# PushT discretization verification


This notebook inspects the discretized PushT datasets, confirms that every new artifact was generated, and compares
them against the original continuous-action data. It is intended to be rerunnable whenever the discretization pipeline
is updated or a new dataset copy is produced.


In [18]:
# === Imports & configuration ===
import os, gc, math, pickle
from pathlib import Path
from typing import Dict, List, Tuple

import numpy as np
import torch

torch.set_grad_enabled(False)

SPLITS = ("train", "val")
ACTIONS_FNAME = "rel_actions.pth"
ABS_ACTIONS_FNAME = "abs_actions.pth"
VELOCITIES_FNAME = "velocities.pth"
STATES_FNAME = "states.pth"
STATE_CONSTANT_FNAME = "states_constant.pth"
LENGTHS_FNAME = "seq_lengths.pkl"
TOKENS_FNAME = "tokens.pth"
VARIANTS = ("kmeans_k9", "kmeans_k15", "fixed_compass_r24")
SUBSET_SPECS = {"1k": 1_000, "10k": 10_000}

def _resolve_dataset_dir(path_str: str, default_leaf: str = "pusht_noise") -> Path:
    base = Path(path_str).expanduser()
    if (base / "train").exists() and (base / "val").exists():
        return base
    candidate = base / default_leaf
    if (candidate / "train").exists() and (candidate / "val").exists():
        return candidate
    raise FileNotFoundError(f"Could not resolve dataset directory from {path_str!r}. Provide SRC_DATASET_DIR or DATASET_DIR.")

src_root_env = os.getenv("SRC_DATASET_DIR", os.getenv("DATASET_DIR", "data"))
SRC_DATASET_DIR = _resolve_dataset_dir(src_root_env)
dst_root_env = os.getenv("DST_DATASET_DIR", str(SRC_DATASET_DIR.parent / "pusht_noise_discretized"))
DST_DATASET_DIR = Path(dst_root_env).expanduser()

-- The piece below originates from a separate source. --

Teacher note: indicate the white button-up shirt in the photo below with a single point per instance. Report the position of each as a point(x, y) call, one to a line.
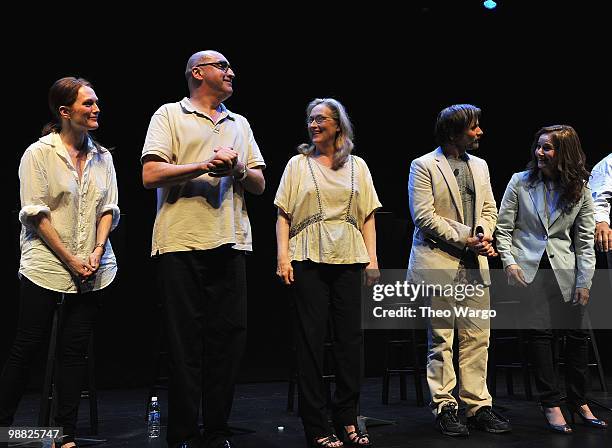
point(50, 184)
point(601, 186)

subset_roots = {name: DST_DATASET_DIR.parent / f"{DST_DATASET_DIR.name}_{name}" for name in SUBSET_SPECS}

print(f"Source dataset       : {SRC_DATASET_DIR}")
print(f"Discretized dataset  : {DST_DATASET_DIR}")
print(f"Subset roots         : {subset_roots}")
print(f"Variants             : {VARIANTS}")

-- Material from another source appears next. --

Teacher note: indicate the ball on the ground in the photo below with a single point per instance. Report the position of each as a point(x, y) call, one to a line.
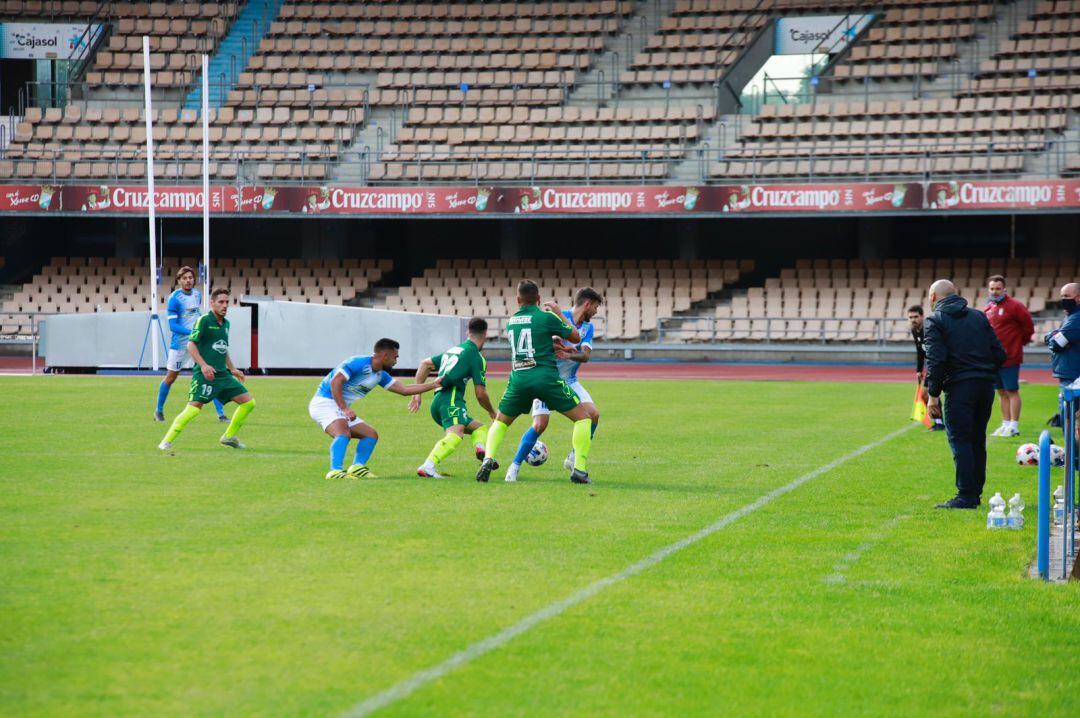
point(1027, 455)
point(1056, 456)
point(538, 455)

Source dataset       : /Users/julianquast/Documents/Documents - pythonPedro (Mac)/Bachelor Thesis/Datasets/pusht_noise
Discretized dataset  : /Users/julianquast/Documents/Documents - pythonPedro (Mac)/Bachelor Thesis/Datasets/pusht_noise_discretized
Subset roots         : {'1k': PosixPath('/Users/julianquast/Documents/Documents - pythonPedro (Mac)/Bachelor Thesis/Datasets/pusht_noise_discretized_1k'), '10k': PosixPath('/Users/julianquast/Documents/Documents - pythonPedro (Mac)/Bachelor Thesis/Datasets/pusht_noise_discretized_10k')}
Variants             : ('kmeans_k9', 'kmeans_k15', 'fixed_compass_r24')


In [19]:
# === Helper utilities ===
def load_lengths(split_dir: Path) -> np.ndarray:
    with open(split_dir / LENGTHS_FNAME, "rb") as f:
        lengths = pickle.load(f)
    return np.asarray(lengths, dtype=np.int64)

def list_split_files(split_dir: Path) -> List[str]:
    return sorted(p.name for p in split_dir.iterdir() if p.is_file())

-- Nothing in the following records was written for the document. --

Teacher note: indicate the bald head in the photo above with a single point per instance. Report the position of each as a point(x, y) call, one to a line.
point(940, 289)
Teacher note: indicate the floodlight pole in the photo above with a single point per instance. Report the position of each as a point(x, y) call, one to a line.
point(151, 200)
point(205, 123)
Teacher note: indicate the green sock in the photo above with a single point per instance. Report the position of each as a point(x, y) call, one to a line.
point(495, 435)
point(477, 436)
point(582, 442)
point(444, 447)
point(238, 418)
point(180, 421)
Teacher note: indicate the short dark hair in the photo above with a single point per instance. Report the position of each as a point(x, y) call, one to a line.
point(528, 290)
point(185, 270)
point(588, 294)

def describe_tensor(tensor: torch.Tensor) -> Dict[str, object]:
    return {"shape": tuple(int(x) for x in tensor.shape),
            "dtype": str(tensor.dtype),
            "min": float(tensor.min().item()),
            "max": float(tensor.max().item())}

def gather_episode_meta(dataset_dir: Path) -> Dict[str, Dict[str, object]]:
    meta: Dict[str, Dict[str, object]] = {}
    for split in SPLITS:
        split_dir = dataset_dir / split
        lengths = load_lengths(split_dir)
        if lengths.size == 0:
            min_len = max_len = total_steps = 0
        else:
            min_len = int(lengths.min())
            max_len = int(lengths.max())
            total_steps = int(lengths.sum())
        meta[split] = {
            "num_episodes": int(len(lengths)),
            "num_steps": total_steps,
            "min_len": min_len,
            "max_len": max_len,
            "lengths": lengths,
        }
    return meta

def allocate_subset_counts(total_target: int, split_meta: Dict[str, Dict[str, int]]) -> Dict[str, int]:
    total_available = sum(meta["num_episodes"] for meta in split_meta.values())
    if total_target >= total_available:
        return {split: split_meta[split]["num_episodes"] for split in SPLITS}
    counts: Dict[str, int] = {}
    remaining = total_target
    for idx, split in enumerate(SPLITS):
        meta = split_meta[split]
        if idx == len(SPLITS) - 1:
            take = remaining
        else:
            prop = meta["num_episodes"] / total_available
            take = min(meta["num_episodes"], int(round(total_target * prop)))
        counts[split] = max(0, min(meta["num_episodes"], take))
        remaining -= counts[split]
    while remaining > 0:
        for split in SPLITS:
            if counts[split] < split_meta[split]["num_episodes"]:
                counts[split] += 1
                remaining -= 1
                if remaining == 0:
                    break
    return counts

EPISODE_ALIGNED_FILES = [
    ABS_ACTIONS_FNAME,
    VELOCITIES_FNAME,
    ACTIONS_FNAME,
    STATES_FNAME,
    STATE_CONSTANT_FNAME,
    TOKENS_FNAME,
] + [f"rel_actions_discretized_{variant}.pth" for variant in VARIANTS]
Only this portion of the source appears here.